As the Ministry of Education stated in June 2009, the nineyear compulsory education model has been effectively promoted, and now the 12-year model is being encouraged in counties with the budget capacity to offer subsidies.

Twelve-year free education has not been instituted as a nationwide program in China. But since the 2010 autumn semester the central and local governments have co-sponsored a grants program to aid senior middle school students from poorer families. It is estimated 20 percent of students from such families have already benefited from the program.

A Fair Chance for All

Several factors count against China in the realm of education – its population is enormous and dispersed; its educational foundation is far from solid, and it has embarked on reform relatively late. Up until recently, scarce educational resources were not distributed evenly to all areas, and schools with modern equipment, standout teachers and beautiful campuses were concentrated in big cities and developed areas along the coast.

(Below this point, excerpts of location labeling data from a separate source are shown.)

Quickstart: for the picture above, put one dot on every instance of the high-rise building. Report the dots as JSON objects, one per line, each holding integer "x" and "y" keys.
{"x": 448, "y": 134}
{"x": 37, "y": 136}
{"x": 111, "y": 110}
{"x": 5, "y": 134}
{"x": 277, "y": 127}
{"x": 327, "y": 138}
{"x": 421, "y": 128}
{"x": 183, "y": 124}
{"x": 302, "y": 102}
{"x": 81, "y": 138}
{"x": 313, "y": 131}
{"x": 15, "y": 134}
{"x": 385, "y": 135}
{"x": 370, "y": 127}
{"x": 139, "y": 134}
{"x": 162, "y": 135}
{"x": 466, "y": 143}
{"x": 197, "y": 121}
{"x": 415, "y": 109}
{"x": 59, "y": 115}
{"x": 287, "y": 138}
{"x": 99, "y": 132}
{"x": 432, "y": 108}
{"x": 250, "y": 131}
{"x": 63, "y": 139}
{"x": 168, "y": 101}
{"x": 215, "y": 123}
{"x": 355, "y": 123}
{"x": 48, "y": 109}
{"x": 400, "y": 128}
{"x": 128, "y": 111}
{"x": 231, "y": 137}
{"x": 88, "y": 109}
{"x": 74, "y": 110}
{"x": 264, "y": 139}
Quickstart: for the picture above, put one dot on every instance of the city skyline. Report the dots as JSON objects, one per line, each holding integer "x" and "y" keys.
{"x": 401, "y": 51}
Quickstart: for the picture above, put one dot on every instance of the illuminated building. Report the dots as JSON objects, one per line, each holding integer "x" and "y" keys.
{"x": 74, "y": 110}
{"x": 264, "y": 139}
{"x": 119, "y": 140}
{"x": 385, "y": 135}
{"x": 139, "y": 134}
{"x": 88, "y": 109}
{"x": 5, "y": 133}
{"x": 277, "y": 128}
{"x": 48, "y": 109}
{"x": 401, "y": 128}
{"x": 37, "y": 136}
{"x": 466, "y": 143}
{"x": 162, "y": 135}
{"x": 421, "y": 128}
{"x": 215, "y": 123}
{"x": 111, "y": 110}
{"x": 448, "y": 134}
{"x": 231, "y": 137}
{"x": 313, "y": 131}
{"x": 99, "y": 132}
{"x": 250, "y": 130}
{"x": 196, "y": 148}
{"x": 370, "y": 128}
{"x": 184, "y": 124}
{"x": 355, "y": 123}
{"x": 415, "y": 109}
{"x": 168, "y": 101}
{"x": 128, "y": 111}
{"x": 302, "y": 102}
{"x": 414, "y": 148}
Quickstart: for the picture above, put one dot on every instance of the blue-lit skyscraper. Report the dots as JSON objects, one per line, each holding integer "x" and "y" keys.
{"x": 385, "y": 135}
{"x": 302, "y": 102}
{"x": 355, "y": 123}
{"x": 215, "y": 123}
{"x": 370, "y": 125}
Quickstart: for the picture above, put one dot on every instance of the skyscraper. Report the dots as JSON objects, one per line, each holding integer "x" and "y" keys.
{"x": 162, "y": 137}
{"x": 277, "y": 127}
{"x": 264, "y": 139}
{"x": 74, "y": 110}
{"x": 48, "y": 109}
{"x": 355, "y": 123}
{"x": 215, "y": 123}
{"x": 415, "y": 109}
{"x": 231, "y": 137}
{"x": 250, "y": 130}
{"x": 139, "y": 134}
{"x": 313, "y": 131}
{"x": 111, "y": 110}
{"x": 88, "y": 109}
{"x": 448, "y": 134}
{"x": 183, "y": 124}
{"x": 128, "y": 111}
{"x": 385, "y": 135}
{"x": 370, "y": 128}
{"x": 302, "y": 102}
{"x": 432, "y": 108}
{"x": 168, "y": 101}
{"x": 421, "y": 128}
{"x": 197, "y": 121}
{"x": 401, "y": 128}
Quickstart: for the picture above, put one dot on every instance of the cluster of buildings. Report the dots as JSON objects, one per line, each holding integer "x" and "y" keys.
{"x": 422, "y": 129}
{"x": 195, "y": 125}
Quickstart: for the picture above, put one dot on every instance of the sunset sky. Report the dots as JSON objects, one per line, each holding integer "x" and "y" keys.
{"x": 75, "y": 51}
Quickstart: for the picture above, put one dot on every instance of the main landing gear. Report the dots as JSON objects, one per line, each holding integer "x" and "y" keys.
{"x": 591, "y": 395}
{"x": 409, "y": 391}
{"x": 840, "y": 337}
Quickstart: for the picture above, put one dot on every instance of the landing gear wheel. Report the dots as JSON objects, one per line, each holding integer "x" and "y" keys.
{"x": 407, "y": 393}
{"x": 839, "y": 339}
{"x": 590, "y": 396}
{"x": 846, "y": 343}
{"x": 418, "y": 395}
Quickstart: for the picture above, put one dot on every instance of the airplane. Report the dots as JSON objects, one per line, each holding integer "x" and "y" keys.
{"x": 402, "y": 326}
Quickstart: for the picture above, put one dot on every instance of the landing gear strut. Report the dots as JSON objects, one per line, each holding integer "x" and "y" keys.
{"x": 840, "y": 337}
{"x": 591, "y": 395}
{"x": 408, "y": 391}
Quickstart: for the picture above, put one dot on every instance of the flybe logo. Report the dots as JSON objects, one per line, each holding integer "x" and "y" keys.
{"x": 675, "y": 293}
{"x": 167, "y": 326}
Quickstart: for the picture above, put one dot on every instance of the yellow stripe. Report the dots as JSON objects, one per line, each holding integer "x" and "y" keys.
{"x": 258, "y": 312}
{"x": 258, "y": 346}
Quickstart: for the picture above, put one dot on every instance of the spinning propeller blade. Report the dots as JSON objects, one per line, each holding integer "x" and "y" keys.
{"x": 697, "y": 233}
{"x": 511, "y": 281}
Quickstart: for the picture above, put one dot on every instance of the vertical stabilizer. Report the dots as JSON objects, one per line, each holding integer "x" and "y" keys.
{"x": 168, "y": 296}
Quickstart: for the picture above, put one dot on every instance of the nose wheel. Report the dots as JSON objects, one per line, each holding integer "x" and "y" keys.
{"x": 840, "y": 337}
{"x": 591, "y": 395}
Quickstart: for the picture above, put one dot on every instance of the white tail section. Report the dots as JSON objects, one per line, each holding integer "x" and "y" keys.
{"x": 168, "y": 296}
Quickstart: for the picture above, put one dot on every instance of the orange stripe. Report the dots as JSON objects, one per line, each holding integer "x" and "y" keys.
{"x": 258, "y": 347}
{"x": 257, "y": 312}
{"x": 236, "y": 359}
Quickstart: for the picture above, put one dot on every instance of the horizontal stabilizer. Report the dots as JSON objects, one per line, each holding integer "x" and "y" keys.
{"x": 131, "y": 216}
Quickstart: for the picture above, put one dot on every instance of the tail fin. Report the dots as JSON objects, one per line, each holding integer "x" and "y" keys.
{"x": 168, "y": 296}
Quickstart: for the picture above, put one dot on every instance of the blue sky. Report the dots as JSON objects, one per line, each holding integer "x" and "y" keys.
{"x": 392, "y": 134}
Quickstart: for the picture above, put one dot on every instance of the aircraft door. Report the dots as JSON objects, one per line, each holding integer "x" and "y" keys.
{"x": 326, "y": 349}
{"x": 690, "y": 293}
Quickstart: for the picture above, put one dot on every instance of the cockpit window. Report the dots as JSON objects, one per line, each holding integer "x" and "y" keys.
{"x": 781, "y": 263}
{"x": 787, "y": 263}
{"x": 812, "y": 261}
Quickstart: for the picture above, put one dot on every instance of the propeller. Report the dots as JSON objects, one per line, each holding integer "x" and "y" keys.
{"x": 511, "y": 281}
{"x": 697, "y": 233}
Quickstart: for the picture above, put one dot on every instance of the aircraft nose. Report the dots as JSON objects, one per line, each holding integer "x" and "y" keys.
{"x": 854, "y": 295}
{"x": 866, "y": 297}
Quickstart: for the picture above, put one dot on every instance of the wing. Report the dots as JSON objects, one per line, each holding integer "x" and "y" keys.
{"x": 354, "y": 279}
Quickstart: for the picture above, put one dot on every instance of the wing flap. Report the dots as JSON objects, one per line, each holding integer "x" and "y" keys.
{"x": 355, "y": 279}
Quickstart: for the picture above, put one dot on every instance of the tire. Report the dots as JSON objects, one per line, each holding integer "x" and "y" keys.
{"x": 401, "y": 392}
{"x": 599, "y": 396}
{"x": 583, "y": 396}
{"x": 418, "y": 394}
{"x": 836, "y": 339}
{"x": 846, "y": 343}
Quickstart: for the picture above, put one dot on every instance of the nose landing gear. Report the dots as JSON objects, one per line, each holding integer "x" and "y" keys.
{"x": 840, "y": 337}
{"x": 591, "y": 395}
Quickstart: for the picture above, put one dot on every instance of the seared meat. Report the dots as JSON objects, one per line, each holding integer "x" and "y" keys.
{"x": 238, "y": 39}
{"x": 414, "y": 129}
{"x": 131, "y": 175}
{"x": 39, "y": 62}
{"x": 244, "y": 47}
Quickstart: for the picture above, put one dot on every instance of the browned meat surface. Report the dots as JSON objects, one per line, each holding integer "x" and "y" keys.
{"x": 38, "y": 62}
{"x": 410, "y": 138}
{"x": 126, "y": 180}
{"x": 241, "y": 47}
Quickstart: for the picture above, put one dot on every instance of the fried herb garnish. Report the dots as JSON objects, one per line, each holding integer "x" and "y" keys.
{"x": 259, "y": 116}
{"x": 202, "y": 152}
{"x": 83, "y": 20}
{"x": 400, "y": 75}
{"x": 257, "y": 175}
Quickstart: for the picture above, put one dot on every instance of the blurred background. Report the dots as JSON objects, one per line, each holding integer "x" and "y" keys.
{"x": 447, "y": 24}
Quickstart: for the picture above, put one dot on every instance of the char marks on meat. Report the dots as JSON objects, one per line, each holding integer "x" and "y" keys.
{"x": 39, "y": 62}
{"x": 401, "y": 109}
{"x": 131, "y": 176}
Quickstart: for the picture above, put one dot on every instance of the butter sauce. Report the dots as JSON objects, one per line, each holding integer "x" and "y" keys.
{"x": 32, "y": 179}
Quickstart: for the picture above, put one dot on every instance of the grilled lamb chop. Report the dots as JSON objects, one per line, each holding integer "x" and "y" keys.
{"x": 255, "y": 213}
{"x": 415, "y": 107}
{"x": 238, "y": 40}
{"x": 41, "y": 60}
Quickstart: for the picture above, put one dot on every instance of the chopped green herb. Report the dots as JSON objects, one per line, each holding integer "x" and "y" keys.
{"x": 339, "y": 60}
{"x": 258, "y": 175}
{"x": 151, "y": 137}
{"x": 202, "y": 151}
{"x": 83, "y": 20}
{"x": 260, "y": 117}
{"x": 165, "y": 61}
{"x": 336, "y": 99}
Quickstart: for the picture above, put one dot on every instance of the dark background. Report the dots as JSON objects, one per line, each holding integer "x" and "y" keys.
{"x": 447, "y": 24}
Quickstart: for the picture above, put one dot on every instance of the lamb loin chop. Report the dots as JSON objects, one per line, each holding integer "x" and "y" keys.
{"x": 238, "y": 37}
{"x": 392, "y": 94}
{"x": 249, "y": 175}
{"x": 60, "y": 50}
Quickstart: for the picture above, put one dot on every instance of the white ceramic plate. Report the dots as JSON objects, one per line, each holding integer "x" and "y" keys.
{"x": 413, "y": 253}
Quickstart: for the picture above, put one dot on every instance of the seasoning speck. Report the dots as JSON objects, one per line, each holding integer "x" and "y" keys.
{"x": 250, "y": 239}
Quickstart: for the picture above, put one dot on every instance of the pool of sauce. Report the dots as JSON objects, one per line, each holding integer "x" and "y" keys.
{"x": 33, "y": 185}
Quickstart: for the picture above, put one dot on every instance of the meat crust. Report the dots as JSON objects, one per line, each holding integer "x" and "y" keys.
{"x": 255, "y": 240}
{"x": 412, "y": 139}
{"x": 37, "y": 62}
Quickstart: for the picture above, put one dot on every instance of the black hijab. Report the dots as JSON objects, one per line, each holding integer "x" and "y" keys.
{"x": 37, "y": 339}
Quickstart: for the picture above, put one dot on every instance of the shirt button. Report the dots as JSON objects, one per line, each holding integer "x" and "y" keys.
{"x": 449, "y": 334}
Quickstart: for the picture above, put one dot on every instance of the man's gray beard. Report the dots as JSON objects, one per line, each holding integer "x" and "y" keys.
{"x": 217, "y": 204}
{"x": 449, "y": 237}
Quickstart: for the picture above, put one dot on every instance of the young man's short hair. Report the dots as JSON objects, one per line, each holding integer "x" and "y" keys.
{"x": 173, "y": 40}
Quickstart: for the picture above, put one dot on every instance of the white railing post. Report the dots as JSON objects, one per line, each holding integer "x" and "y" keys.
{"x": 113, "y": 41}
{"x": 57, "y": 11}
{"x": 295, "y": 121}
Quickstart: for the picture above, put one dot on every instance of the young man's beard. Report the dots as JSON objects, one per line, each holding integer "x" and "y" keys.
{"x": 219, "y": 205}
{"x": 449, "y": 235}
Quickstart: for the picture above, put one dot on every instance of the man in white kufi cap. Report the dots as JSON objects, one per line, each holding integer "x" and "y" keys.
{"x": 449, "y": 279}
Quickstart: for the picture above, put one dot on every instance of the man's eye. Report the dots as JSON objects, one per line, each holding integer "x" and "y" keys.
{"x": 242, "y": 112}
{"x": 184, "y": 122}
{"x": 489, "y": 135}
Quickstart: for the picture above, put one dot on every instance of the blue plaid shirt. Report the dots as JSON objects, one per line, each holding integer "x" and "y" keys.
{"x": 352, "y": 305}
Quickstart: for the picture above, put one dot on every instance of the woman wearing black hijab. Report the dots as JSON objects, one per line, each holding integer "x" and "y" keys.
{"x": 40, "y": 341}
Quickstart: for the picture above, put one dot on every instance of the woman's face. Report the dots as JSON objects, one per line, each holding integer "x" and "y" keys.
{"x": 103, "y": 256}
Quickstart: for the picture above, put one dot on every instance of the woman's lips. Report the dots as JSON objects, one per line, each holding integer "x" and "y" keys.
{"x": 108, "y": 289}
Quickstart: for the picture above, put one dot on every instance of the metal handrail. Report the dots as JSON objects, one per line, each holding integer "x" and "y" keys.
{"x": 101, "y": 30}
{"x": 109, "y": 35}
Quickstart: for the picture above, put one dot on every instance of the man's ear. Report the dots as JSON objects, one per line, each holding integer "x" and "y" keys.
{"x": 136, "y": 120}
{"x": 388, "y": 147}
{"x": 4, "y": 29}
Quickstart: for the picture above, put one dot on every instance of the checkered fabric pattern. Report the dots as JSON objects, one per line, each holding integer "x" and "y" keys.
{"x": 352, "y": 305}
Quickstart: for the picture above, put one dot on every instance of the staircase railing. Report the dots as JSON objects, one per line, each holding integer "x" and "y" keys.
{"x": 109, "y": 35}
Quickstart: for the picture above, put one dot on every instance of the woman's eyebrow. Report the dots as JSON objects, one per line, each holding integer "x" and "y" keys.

Zhang Li, director of the National Center for Education Development Research under the Ministry of Education, remarked that the inequalities in educational opportunities are largely to the detriment of rural areas. A free market for education resources will not rectify these imbalances; government should assist the poor by offering them more and better opportunities in education.

The Hope Project is symbolic of efforts to offer an affordable quality education to all children. The project became part of the public conscience in 1991, when a newspaper photograph of sevenyear-old Su Mingjuan and her piercing gaze touched readers throughout the country.She became the symbol of the project, and was assisted right through to entering university in 2003.

In the Finance Department of Anhui University, Su supported herself by working part time until she finished her degree. She secured a white-collar job at the Anhui Provincial Branch of the Industrial and Commercial Bank of China, shortly after which she began financially assisting two disadvantaged students on her own.

“Meeting with them every year and talking with them regularly is more important than giving them money. They deserve our attention. We need to foster students interests, passions and potential, and help them plan for the future,” Su said.

Every student benefits from compulsory education in China. But to narrow the gap between different regions, more welfare initiatives should be carried out in the countrys poorer areas. If we set a good example for these children and collectively provide them with financial aid, they are more likely to contribute positively to society in the future.

Chinese society has been working hard to rid its education system of inequality. In the not-too-distant future, China will be proud to say that a child born in Shaanxi, Sichuan or Guizhou has just as much chance of succeeding in school as a child born in Shanghai or Beijing.